Visual representation of the AI Virtual Memory subsystem (mirrors /memory command). The CLI already exposes working set stats, page table, per-page content, and full subsystem stats — the panel makes this visual and live.
New view: memory-panel.html
- Summary gauges: Working set utilization bar (tokens used / budget), L0/L1 page counts, page fault and eviction counters
- Page table: Sortable table of all pages — ID, type (text/image/tool), tier (L0–L4), token count, pinned status, age in turns
- Page inspector: Click a page to see content preview, creation turn, access history, eviction score
- Live metrics: Page faults, evictions, TLB hit rate — updating in real time as conversation progresses
- Tier distribution: Visual breakdown of pages across storage tiers (stacked bar or treemap)

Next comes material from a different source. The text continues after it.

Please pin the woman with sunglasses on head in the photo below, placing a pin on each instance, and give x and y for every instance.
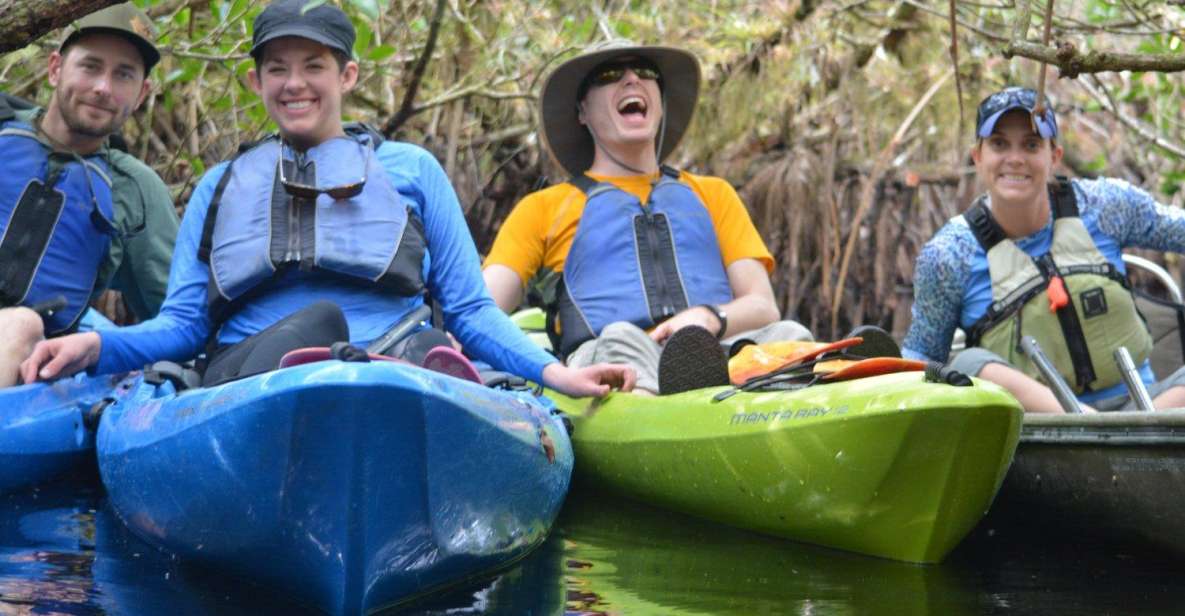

- Budget pressure indicator: Warning state when utilization >80%, critical at >95%
- Page lifecycle animation: Visual indication when pages are faulted in, evicted, or migrated between tiers
Bridge changes: New on_memory_event() hook called from VM subsystem on page fault, eviction, and tier migration. New MEMORY_STATE WebSocket message type for full state broadcast on connect. MEMORY_EVENT for incremental updates (fault, evict, migrate).
Shell integration: New tab in shell.html, only visible when --vm flag is active (bridge advertises vm_enabled in CONFIG_STATE).
Data source: vm.working_set.get_stats(), vm.page_table.get_stats(), vm.page_table.entries — same data the /memory command already reads.
Live token economics — per-turn and cumulative cost tracking.
New view: token-usage.html
- Per-turn bar chart: Input/output tokens per turn, stacked bars
- Cumulative line: Running total with estimated cost (provider-specific pricing)
- Rate limit gauge: Visual indicator showing proximity to provider rate limits
- Model comparison: When model is switched mid-session, show cost delta at the switch point
- Context window utilization: How much of the model's context window is in use
- Export: Download token usage report as CSV
Bridge changes: Extend CONVERSATION_MESSAGE payload to include usage (input_tokens, output_tokens) when available. New TOKEN_USAGE_HISTORY aggregate message on connect for replay.
Visual Gantt-style view of tool calls with timing and concurrency.
New view: tool-timeline.html
- Gantt chart: Horizontal bars showing tool call start → end, color-coded by server
- Concurrent calls: Overlapping bars visible when tools run in parallel (plan batch execution)
- Drill-down: Click a bar to see arguments, result preview, error details
- Timing stats: Min/max/avg/p95 execution time per tool
- Server health: Aggregate success rate and latency per server
Bridge changes: Add started_at timestamp to tool call initiation (new on_tool_call() hook alongside existing on_tool_result()). Activity history pairs start + end for timeline rendering.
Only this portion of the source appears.